The case involved a refund action brought by Nelly Home Care, Inc. and its predecessor, Nelly LLC, (“Nelly”) against the United States to recover employment taxes they paid after the IRS determined on audit that they had incorrectly classified their home care workers as independent contractors.

In its refund suit, Nelly sought relief under Section 530 which allows a taxpayer to avoid liability for employment taxes relating to misclassified workers if the taxpayer consistently filed returns treating the workers (and those holding substantially the same position) as independent contractors and had a reasonable basis for not treating the workers as employees. A “reasonable basis” exists if the company’s decision to treat its workers as independent contractors is based on reasonable reliance upon any of the following:

(1) judicial precedent, published rulings, technical advice with respect to the taxpayer, or a letter ruling to the taxpayer;

(2) a past Internal Revenue Service audit of the taxpayer in which there was no assessment attributable to the treatment (for employment tax purposes) of the individuals holdings positions substantially similar to the position held by this individual; or

(3) long-standing recognized practice of a significant segment of the industry in which such individual was engaged.

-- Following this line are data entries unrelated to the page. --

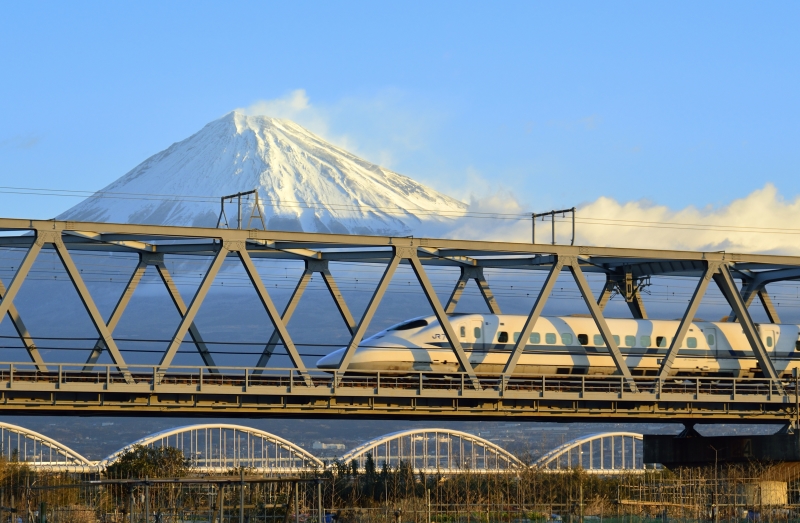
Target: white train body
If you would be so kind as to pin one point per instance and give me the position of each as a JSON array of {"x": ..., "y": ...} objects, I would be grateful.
[{"x": 571, "y": 346}]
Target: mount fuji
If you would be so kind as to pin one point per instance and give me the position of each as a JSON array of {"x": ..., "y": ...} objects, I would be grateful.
[{"x": 304, "y": 184}]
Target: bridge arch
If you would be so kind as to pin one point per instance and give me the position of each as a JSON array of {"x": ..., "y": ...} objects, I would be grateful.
[
  {"x": 602, "y": 452},
  {"x": 37, "y": 450},
  {"x": 434, "y": 451},
  {"x": 219, "y": 447}
]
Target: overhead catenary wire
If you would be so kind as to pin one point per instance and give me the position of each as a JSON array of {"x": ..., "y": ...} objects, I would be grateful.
[{"x": 405, "y": 210}]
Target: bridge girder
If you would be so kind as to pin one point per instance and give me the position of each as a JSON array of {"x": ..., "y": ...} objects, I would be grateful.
[{"x": 472, "y": 258}]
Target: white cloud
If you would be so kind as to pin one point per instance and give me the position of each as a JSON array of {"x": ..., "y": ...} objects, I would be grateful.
[
  {"x": 381, "y": 128},
  {"x": 761, "y": 222}
]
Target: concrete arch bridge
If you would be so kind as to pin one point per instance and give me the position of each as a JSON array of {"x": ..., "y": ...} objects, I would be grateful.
[
  {"x": 217, "y": 448},
  {"x": 603, "y": 453}
]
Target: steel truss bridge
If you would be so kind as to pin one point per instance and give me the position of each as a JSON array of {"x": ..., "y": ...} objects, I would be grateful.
[
  {"x": 218, "y": 448},
  {"x": 213, "y": 389}
]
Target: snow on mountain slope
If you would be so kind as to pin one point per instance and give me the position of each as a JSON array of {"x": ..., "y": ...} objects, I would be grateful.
[{"x": 304, "y": 183}]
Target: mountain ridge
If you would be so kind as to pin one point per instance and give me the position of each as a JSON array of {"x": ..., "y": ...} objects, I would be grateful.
[{"x": 304, "y": 183}]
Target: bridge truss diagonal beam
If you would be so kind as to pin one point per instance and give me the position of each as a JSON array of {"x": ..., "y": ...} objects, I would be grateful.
[
  {"x": 120, "y": 307},
  {"x": 19, "y": 277},
  {"x": 727, "y": 286},
  {"x": 472, "y": 273},
  {"x": 23, "y": 333},
  {"x": 272, "y": 312},
  {"x": 751, "y": 289},
  {"x": 687, "y": 319},
  {"x": 600, "y": 321},
  {"x": 88, "y": 303},
  {"x": 288, "y": 311},
  {"x": 369, "y": 312},
  {"x": 177, "y": 300},
  {"x": 627, "y": 286},
  {"x": 441, "y": 315},
  {"x": 191, "y": 312},
  {"x": 533, "y": 317},
  {"x": 311, "y": 266}
]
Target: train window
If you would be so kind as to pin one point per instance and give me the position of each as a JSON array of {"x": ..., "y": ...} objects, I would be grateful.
[{"x": 413, "y": 324}]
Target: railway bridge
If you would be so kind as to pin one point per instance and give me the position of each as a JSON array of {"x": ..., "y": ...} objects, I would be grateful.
[{"x": 50, "y": 382}]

In addition to the three “safe-harbors” described above, a taxpayer can qualify for relief from liability for employment taxes if it can demonstrate some other reasonable basis for not treating its workers as employees.

The IRS conceded that Nelly consistently filed returns treating its home care aides as independent contractors, leaving the sole issue for determination whether Nelly had a reasonable basis for treating its workers as independent contractors. In addressing that issue, the court held that although Nelly did not satisfy any of the first three safe-harbors described above, it did have a reasonable basis for not treating its workers as employees based on the following:

  • Before forming Nelly LLC, its owner Mary Carney (“Carney”) was a home health aide who provided her services as an independent contractor, and who had learned from other home health aides that they also provided their services as independent contractors.
  • Carney conferred with three other home care companies and learned that at least two of them treated their aides as independent contractors.
  • Carney conducted a survey of home care companies which showed that seven of the twenty companies she surveyed treated their home care aides as independent contractors.
  • Carney had her attorney draft an independent contractor agreement to be used for Nelly’s home health aides which was based on one used by another home care company.
  • The IRS had audited Carney’s individual returns several years before its audit of Nelly and during that audit it requested and reviewed numerous documents regarding Nelly LLC, including copies of contracts with independent contractors, but did not question the treatment of such persons as independent contractors.
  • Carney registered Nelly Home Care in Pennsylvania as a home care registry and attended a mandatory conference conducted by the Pennsylvania Department of Health where it informed attendees that the regulatory definition of a “home care registry” was a business that “supplies, arranges or refers independent contractors to provide home care services...”

Based on its finding that Nelly qualified for Section 530 relief, the court awarded Nelly a refund of the employment taxes paid with respect to their home care workers.

As shown in Nelly, Section 530 should be considered as a preliminary defense whenever the IRS asserts an employment tax liability against a taxpayer for misclassifying workers as independent contractors, as it affords relief from such liability upon a mere showing that the taxpayer had a reasonable basis for treating its workers as independent contractors, irrespective of whether that treatment was correct.

As Nelly illustrates, it is important that before a taxpayer determines to treat a class of workers as independent contractors it should establish and document a reasonable basis for treating those workers as independent contractors and should be consistent in that treatment for those workers and other similarly situated workers.